Merck also wants FDA to encourage the International Conference on Harmonisation, the global group that includes European, Japanese and U.S. regulators, to include medical devices and all vaccines under its electronic reporting rules.

Currently, devices are not covered and vaccines have only limited reporting requirements.

"We believe FDA should collaborate with other regional and country regulatory health authorities to ensure a comprehensive approach to this matter," Mayhew said.

The Merck official also pointed out what could be a loophole in the proposed final rule, which has been more than 10 years in the making. While it covers combination drug products, it does not specifically list drug devices such as drug-eluting stents or biologic-device combination products.

The Biotechnology Industry Organization supported the new rule, but also raised cost concerns. It asked that the system eliminate all fees to remove barriers for small companies.

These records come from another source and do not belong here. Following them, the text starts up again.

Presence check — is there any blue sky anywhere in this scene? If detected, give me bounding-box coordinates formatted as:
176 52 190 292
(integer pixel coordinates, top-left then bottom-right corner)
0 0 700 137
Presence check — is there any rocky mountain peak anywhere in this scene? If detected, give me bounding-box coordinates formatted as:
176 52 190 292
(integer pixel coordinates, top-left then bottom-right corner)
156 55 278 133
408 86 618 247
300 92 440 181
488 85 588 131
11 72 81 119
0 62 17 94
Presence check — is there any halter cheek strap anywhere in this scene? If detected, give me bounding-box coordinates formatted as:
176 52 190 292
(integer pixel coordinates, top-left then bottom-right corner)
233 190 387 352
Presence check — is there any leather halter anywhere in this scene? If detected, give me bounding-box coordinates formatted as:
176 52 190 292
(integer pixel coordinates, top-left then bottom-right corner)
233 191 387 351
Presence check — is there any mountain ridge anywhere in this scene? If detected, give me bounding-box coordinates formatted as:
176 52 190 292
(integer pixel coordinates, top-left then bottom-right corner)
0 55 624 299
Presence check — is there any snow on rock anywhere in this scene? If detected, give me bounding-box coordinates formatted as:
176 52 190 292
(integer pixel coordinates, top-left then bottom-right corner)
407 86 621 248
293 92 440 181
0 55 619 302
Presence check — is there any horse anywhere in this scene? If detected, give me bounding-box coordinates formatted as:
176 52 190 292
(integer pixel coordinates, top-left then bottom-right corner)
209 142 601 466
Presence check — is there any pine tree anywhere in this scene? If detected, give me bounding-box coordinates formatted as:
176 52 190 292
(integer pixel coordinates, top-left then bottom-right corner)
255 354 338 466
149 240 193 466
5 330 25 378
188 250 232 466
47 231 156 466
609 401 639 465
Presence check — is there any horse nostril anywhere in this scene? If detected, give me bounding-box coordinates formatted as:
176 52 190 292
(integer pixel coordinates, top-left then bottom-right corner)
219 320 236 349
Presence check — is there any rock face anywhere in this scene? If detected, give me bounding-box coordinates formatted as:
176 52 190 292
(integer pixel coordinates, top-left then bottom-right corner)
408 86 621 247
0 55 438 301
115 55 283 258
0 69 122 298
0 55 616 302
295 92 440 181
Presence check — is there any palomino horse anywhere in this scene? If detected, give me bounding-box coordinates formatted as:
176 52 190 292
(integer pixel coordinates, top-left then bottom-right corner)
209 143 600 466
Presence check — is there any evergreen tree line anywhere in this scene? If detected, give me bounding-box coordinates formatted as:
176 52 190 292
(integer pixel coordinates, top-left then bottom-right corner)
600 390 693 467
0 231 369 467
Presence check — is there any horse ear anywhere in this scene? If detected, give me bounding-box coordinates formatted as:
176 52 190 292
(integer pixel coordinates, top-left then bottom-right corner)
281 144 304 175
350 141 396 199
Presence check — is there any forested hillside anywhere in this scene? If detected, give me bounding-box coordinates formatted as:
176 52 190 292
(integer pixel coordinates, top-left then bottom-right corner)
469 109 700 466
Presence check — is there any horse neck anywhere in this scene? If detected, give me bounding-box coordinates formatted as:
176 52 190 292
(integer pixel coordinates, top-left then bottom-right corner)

"About 80 percent of companies are already reporting electronically," said Andrew Emmett, director of science and regulatory affairs at BIO. "We want to ensure there aren't any barriers for the remaining 20 percent."

Like J&J, BIO expressed concern about the robustness of the software interface, fearing computer glitches might lead a company to believe it had successfully filed an adverse event report when in fact FDA had not received it.

No consumer groups reacted to the proposed final rule, for which comments were due in November. FDA still has no timeline for publishing the final rule, according to Roger Goetsch, senior regulatory officer in CDER's Office of Surveillance and Epidemiology.